BROOKSVILLE — Jaime Angel Marquez looked confused.
The 19-year-old Spring Hill man took the witness stand Tuesday to tell jurors his story of what happened the night of Aug. 31, when authorities say he robbed a teenage couple at gunpoint atop the observation tower in Hernando Beach.
But Marquez stumbled and paused as he tried to explain how he ran when he saw the robbers.
Even with gentle prodding from his attorney, he seemed unsure about what to say. Then he admitted, "I don't really recall what happened that night, sir."
It didn't take long for the jury to find his story unbelievable. The four women and two men on the panel considered the case for just 40 minutes before returning a verdict of guilty of armed robbery and grand theft.

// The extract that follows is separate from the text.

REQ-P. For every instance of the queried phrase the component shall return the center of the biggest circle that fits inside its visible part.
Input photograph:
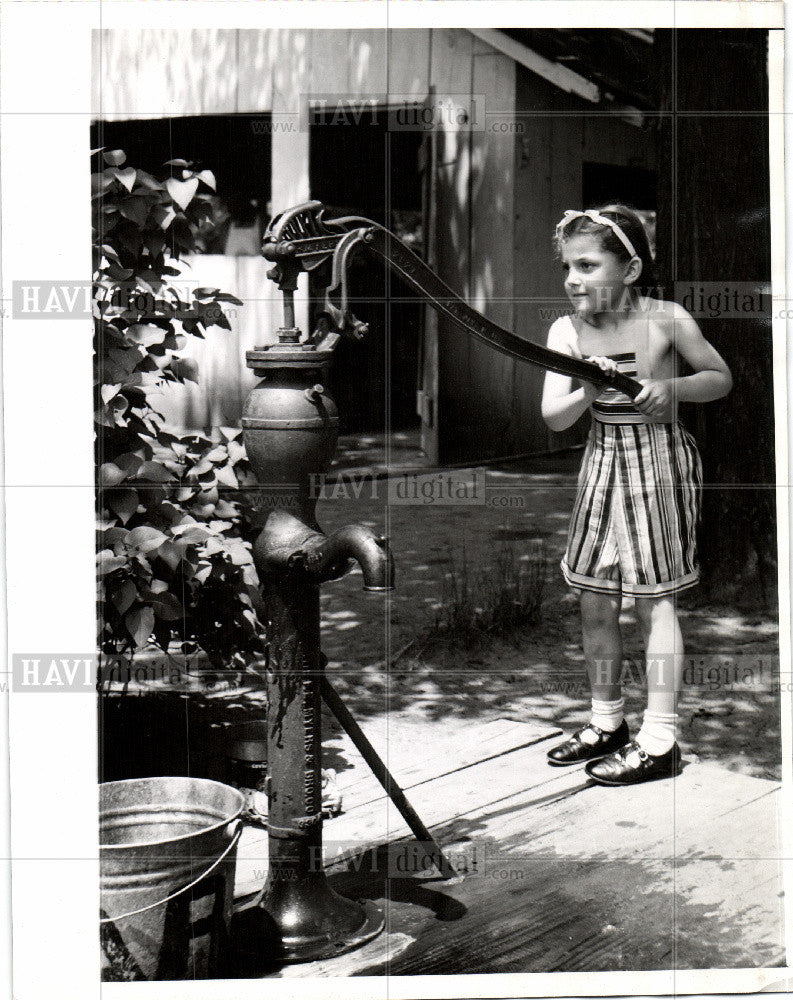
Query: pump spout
(322, 555)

They found him not guilty of a second count of armed robbery.
Marquez, who was on house arrest for another armed robbery at the time of the incident and violated his probation, faces life in prison. Circuit Judge Stephen Rushing set his sentencing for Feb. 5.

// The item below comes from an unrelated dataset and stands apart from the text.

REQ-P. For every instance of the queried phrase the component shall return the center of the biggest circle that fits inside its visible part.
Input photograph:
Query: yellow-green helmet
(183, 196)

The daylong trial attracted an extraordinary amount of security from the Hernando County Sheriff's Office. In addition to the metal detectors and screening at the building's entrance, a deputy with a hand-held wand searched people at the courtroom entrance. At least two plain-clothed deputies also sat in the courtroom and escorted the victims during a lunch break.
Lt. Melissa Ciucci, who oversaw courthouse security, declined to explain the reasons for the security measures, but prosecutors said Marquez and his father are alleged gang members. A number of associates apparently attended a pretrial hearing last week but only Marquez's parents supported him in court during the trial.
Jurors never learned about Marquez's alleged gang ties because investigators determined the robbery was not related to gang activity.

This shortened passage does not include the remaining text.